A year and change after I graduated from college, the girl was born. I was still working at Sears up until a week or so before she was due, standing for eight-hour days on my swollen feet in maternity clothes I darn near outgrew. Sears had great benefits — a five-month paid maternity leave and excellent health coverage. When we started talking about child #2 we decided I should stay in my sales job — that and I wasn’t finding anything in my chosen profession right away.
Having two children and working is, so I’ve heard, like having seven children and working. The transition from one kid to two is incredible. (Are you listening Sean and Amy?) You might as well have seven with the increase in everything — food, laundry, bills, appointments, running around. I liked the space between my kids; 6.5 years was just about right for us and the boy was a good helper. Unfortunately, having kids this far apart was a bit like starting all over again. I had to set a new schedule, find my new groove.
And then, I found an internship at a public relations firm.
Sure, it seemed like starting at the bottom but I realized, when you work in PR, this is where you start. The internship is critical to entering the communications profession. I took the internship when the girl was six months old. It was hard, after five months of being home with her to suddenly dive back into two jobs — I felt like I was in college and working again.
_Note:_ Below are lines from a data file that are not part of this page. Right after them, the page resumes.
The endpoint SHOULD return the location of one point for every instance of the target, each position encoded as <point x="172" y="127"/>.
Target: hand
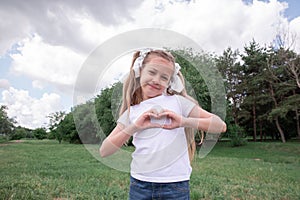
<point x="174" y="119"/>
<point x="144" y="121"/>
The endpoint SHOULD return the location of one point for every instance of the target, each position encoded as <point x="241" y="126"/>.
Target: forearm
<point x="116" y="140"/>
<point x="213" y="124"/>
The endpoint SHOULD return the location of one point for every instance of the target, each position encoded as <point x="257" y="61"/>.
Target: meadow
<point x="32" y="169"/>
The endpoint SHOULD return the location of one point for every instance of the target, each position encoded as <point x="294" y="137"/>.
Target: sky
<point x="43" y="44"/>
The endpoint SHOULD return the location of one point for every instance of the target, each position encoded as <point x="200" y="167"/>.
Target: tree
<point x="40" y="133"/>
<point x="55" y="119"/>
<point x="6" y="123"/>
<point x="284" y="86"/>
<point x="254" y="84"/>
<point x="86" y="122"/>
<point x="231" y="70"/>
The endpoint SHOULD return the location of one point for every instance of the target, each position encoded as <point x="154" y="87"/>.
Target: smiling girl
<point x="157" y="112"/>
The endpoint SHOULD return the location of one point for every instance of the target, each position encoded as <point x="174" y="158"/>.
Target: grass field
<point x="47" y="170"/>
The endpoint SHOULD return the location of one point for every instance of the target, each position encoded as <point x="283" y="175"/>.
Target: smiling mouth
<point x="154" y="86"/>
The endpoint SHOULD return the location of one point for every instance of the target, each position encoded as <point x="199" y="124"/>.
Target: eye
<point x="165" y="78"/>
<point x="151" y="72"/>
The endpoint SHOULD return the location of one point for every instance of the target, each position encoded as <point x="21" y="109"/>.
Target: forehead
<point x="160" y="62"/>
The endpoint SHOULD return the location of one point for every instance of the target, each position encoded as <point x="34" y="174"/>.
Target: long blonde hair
<point x="132" y="93"/>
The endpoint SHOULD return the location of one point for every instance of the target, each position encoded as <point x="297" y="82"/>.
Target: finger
<point x="154" y="111"/>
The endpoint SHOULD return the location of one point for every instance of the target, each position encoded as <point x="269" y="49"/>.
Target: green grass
<point x="48" y="170"/>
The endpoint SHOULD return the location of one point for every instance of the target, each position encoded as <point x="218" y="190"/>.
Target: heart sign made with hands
<point x="163" y="120"/>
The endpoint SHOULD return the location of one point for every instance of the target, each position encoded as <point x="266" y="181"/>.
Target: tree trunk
<point x="298" y="123"/>
<point x="276" y="118"/>
<point x="280" y="130"/>
<point x="260" y="130"/>
<point x="254" y="122"/>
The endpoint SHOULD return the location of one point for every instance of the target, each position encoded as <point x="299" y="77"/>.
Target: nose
<point x="156" y="79"/>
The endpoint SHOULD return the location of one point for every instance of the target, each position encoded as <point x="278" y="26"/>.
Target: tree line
<point x="262" y="93"/>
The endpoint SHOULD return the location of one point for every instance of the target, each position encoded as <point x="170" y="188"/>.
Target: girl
<point x="159" y="114"/>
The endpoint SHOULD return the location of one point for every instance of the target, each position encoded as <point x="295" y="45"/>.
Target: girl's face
<point x="155" y="76"/>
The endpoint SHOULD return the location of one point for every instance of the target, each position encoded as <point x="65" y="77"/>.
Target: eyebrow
<point x="164" y="74"/>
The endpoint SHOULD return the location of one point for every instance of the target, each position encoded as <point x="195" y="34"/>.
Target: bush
<point x="237" y="135"/>
<point x="40" y="133"/>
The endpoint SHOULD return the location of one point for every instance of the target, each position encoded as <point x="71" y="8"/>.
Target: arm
<point x="122" y="133"/>
<point x="198" y="118"/>
<point x="202" y="120"/>
<point x="116" y="139"/>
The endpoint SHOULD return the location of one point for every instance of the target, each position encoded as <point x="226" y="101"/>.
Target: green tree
<point x="40" y="133"/>
<point x="254" y="84"/>
<point x="55" y="130"/>
<point x="87" y="125"/>
<point x="6" y="123"/>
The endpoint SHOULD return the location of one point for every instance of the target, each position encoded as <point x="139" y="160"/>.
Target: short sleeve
<point x="124" y="118"/>
<point x="186" y="105"/>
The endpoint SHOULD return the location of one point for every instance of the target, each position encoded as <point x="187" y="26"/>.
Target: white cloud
<point x="56" y="65"/>
<point x="216" y="25"/>
<point x="30" y="112"/>
<point x="37" y="84"/>
<point x="295" y="33"/>
<point x="53" y="20"/>
<point x="4" y="84"/>
<point x="55" y="37"/>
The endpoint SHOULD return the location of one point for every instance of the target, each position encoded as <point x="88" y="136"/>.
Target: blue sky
<point x="43" y="46"/>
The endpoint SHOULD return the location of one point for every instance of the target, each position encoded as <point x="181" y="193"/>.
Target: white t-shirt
<point x="160" y="155"/>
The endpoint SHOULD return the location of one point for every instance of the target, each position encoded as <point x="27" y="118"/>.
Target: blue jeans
<point x="141" y="190"/>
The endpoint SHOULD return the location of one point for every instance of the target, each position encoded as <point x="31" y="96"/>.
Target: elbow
<point x="102" y="152"/>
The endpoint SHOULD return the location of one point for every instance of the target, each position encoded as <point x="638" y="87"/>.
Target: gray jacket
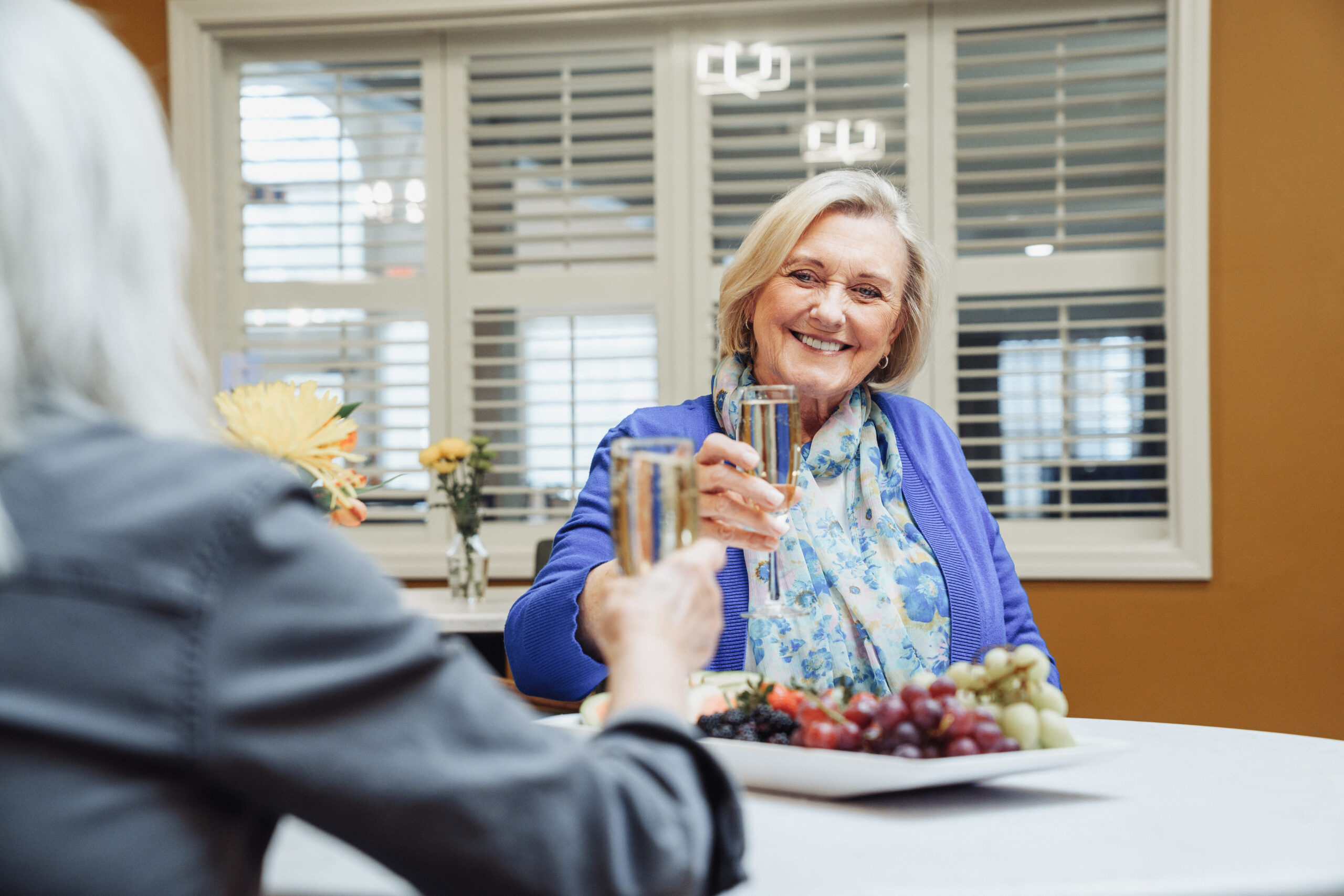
<point x="188" y="653"/>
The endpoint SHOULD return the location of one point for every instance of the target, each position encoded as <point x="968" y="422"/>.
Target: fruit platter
<point x="976" y="722"/>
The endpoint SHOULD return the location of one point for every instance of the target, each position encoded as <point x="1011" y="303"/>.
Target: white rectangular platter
<point x="834" y="774"/>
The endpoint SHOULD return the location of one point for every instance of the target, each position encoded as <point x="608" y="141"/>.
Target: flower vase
<point x="468" y="567"/>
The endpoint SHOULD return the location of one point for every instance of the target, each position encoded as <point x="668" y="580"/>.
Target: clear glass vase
<point x="468" y="567"/>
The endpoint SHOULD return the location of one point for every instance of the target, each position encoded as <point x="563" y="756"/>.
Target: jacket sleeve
<point x="319" y="696"/>
<point x="1019" y="625"/>
<point x="539" y="636"/>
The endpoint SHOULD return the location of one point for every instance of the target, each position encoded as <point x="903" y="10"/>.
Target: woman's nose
<point x="828" y="312"/>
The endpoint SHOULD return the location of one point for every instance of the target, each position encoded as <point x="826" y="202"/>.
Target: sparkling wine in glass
<point x="655" y="500"/>
<point x="771" y="424"/>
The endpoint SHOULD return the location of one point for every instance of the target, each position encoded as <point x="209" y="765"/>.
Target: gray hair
<point x="851" y="191"/>
<point x="92" y="238"/>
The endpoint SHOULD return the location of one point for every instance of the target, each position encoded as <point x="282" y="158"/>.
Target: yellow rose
<point x="454" y="448"/>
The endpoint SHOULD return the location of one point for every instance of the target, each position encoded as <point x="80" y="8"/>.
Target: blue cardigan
<point x="988" y="605"/>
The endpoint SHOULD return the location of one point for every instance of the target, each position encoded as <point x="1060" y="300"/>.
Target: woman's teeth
<point x="817" y="343"/>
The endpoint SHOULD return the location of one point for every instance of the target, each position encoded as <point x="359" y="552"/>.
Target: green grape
<point x="1034" y="660"/>
<point x="1054" y="730"/>
<point x="1022" y="723"/>
<point x="998" y="662"/>
<point x="1047" y="696"/>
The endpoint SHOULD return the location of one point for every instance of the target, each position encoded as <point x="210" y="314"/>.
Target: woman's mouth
<point x="820" y="344"/>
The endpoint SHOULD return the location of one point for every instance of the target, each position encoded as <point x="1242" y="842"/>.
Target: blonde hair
<point x="92" y="239"/>
<point x="850" y="191"/>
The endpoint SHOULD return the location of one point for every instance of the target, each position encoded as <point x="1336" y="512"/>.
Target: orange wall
<point x="1263" y="644"/>
<point x="143" y="26"/>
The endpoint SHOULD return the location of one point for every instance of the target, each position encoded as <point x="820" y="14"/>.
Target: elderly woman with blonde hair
<point x="889" y="547"/>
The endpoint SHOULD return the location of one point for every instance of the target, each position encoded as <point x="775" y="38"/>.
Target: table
<point x="457" y="616"/>
<point x="1191" y="812"/>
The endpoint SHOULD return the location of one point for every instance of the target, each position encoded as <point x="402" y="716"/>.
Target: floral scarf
<point x="872" y="582"/>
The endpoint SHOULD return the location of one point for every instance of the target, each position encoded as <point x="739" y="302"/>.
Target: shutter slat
<point x="527" y="208"/>
<point x="373" y="145"/>
<point x="581" y="375"/>
<point x="1102" y="144"/>
<point x="365" y="356"/>
<point x="754" y="148"/>
<point x="1073" y="395"/>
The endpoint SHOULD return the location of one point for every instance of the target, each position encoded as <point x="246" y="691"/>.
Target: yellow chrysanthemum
<point x="296" y="426"/>
<point x="454" y="448"/>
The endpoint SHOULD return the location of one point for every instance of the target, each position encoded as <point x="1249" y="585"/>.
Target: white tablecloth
<point x="1190" y="812"/>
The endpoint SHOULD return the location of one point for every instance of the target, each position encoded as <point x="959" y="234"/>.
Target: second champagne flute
<point x="771" y="424"/>
<point x="655" y="500"/>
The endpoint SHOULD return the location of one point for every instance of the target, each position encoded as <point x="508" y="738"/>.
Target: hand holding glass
<point x="771" y="424"/>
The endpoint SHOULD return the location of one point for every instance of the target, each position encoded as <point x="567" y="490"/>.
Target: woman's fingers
<point x="737" y="537"/>
<point x="731" y="510"/>
<point x="719" y="477"/>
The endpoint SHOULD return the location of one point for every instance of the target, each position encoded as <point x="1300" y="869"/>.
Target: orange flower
<point x="354" y="515"/>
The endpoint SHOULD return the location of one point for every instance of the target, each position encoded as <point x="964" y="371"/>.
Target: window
<point x="515" y="229"/>
<point x="377" y="358"/>
<point x="546" y="388"/>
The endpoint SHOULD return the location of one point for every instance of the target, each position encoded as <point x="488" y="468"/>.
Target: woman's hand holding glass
<point x="740" y="510"/>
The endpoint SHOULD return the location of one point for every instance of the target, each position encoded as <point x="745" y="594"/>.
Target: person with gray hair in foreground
<point x="187" y="652"/>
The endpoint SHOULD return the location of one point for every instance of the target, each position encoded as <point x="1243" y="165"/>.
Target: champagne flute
<point x="655" y="500"/>
<point x="771" y="424"/>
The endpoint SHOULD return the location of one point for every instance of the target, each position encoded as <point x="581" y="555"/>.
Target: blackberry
<point x="710" y="723"/>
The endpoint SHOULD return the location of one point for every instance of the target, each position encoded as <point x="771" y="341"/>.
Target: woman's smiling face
<point x="832" y="311"/>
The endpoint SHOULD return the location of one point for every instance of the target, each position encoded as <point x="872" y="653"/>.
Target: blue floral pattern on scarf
<point x="869" y="581"/>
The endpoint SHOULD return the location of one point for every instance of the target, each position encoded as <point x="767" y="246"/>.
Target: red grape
<point x="987" y="735"/>
<point x="848" y="736"/>
<point x="927" y="714"/>
<point x="873" y="736"/>
<point x="913" y="693"/>
<point x="820" y="735"/>
<point x="942" y="687"/>
<point x="891" y="712"/>
<point x="862" y="708"/>
<point x="963" y="724"/>
<point x="906" y="733"/>
<point x="811" y="711"/>
<point x="963" y="747"/>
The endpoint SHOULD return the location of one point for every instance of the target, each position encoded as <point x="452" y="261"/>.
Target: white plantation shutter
<point x="756" y="144"/>
<point x="377" y="358"/>
<point x="561" y="159"/>
<point x="332" y="171"/>
<point x="546" y="387"/>
<point x="1061" y="136"/>
<point x="1062" y="404"/>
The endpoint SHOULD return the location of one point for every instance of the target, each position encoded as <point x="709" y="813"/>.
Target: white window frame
<point x="686" y="281"/>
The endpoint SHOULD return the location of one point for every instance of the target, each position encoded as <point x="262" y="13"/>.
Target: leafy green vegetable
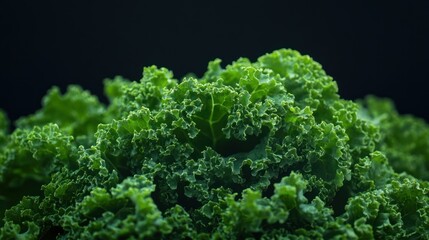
<point x="255" y="150"/>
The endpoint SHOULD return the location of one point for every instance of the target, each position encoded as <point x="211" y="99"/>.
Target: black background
<point x="378" y="48"/>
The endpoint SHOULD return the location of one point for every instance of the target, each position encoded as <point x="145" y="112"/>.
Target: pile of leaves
<point x="255" y="150"/>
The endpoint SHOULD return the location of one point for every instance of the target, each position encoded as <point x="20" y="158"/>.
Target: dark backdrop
<point x="377" y="48"/>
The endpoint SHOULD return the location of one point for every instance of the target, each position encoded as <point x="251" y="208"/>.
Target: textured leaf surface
<point x="252" y="150"/>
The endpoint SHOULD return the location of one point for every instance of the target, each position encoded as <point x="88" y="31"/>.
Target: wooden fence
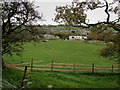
<point x="74" y="67"/>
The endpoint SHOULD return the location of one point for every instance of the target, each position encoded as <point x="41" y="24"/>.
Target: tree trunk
<point x="3" y="64"/>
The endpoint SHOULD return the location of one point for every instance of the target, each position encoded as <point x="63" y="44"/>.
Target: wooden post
<point x="93" y="68"/>
<point x="32" y="64"/>
<point x="52" y="66"/>
<point x="74" y="67"/>
<point x="25" y="70"/>
<point x="112" y="68"/>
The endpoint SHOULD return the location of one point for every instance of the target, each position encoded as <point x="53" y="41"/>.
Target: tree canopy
<point x="17" y="28"/>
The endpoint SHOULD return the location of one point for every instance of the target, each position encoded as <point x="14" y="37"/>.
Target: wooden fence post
<point x="93" y="68"/>
<point x="74" y="67"/>
<point x="112" y="68"/>
<point x="25" y="70"/>
<point x="52" y="66"/>
<point x="32" y="64"/>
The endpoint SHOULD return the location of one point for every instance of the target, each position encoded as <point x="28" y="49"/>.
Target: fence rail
<point x="72" y="67"/>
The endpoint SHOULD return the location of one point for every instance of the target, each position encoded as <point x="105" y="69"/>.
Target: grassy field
<point x="62" y="52"/>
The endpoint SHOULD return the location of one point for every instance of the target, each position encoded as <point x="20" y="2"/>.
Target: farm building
<point x="77" y="38"/>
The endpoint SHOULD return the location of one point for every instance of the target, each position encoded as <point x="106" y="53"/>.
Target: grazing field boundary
<point x="69" y="67"/>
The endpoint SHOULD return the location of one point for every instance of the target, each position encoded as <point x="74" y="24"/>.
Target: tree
<point x="70" y="14"/>
<point x="17" y="28"/>
<point x="104" y="25"/>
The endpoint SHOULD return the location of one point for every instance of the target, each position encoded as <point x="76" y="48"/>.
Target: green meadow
<point x="61" y="51"/>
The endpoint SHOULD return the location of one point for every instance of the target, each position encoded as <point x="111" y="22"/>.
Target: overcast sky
<point x="47" y="7"/>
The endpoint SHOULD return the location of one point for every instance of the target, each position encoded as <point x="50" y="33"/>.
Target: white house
<point x="77" y="37"/>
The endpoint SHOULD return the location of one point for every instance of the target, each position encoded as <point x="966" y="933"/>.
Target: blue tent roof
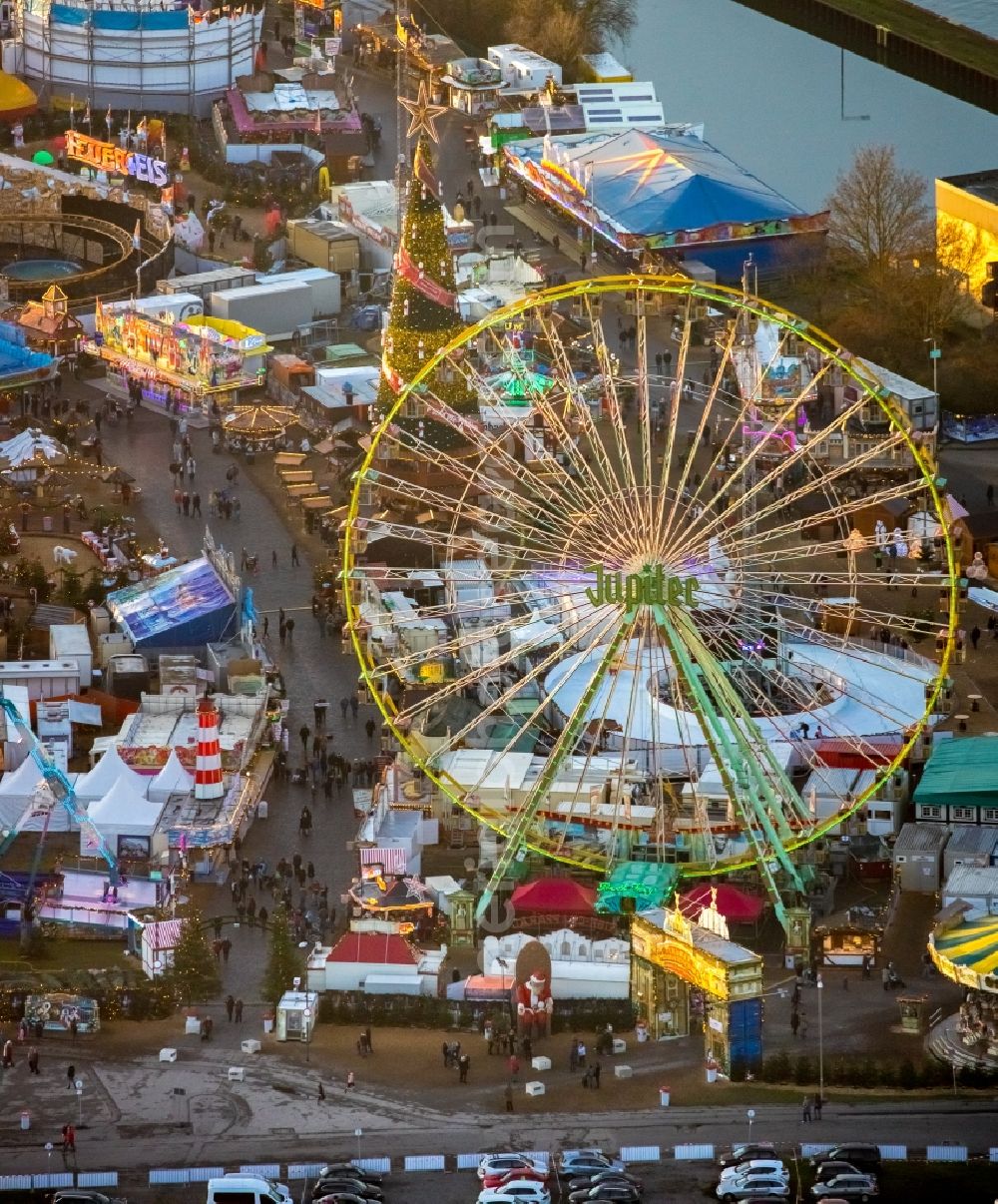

I continued to work at Sears about 20 hours a week while working at the firm 20 hours — I had to — the internship paid $5 an hour. It was a crazy schedule I worked out — working until 2pm at the firm, driving to the store in St. Peters, Mo. from Brentwood to work until close two nights a week and working on the weekends as well. It was really hard at times but I was determined and had to believe that this was the right step — a necessary step to get where I wanted to be, not just for me, but for my family, as well.
Fortunately, the experience was positive and at the end of four months, they offered me a full time job. It paid less than I made selling appliances but it was the foot in the door I needed to get on the path I desired. I was able to kiss Sears goodbye at last. I remember telling one of my fellow sales associates that I was leaving to go work in public relations. She said, “What’s more relating to the public than this?”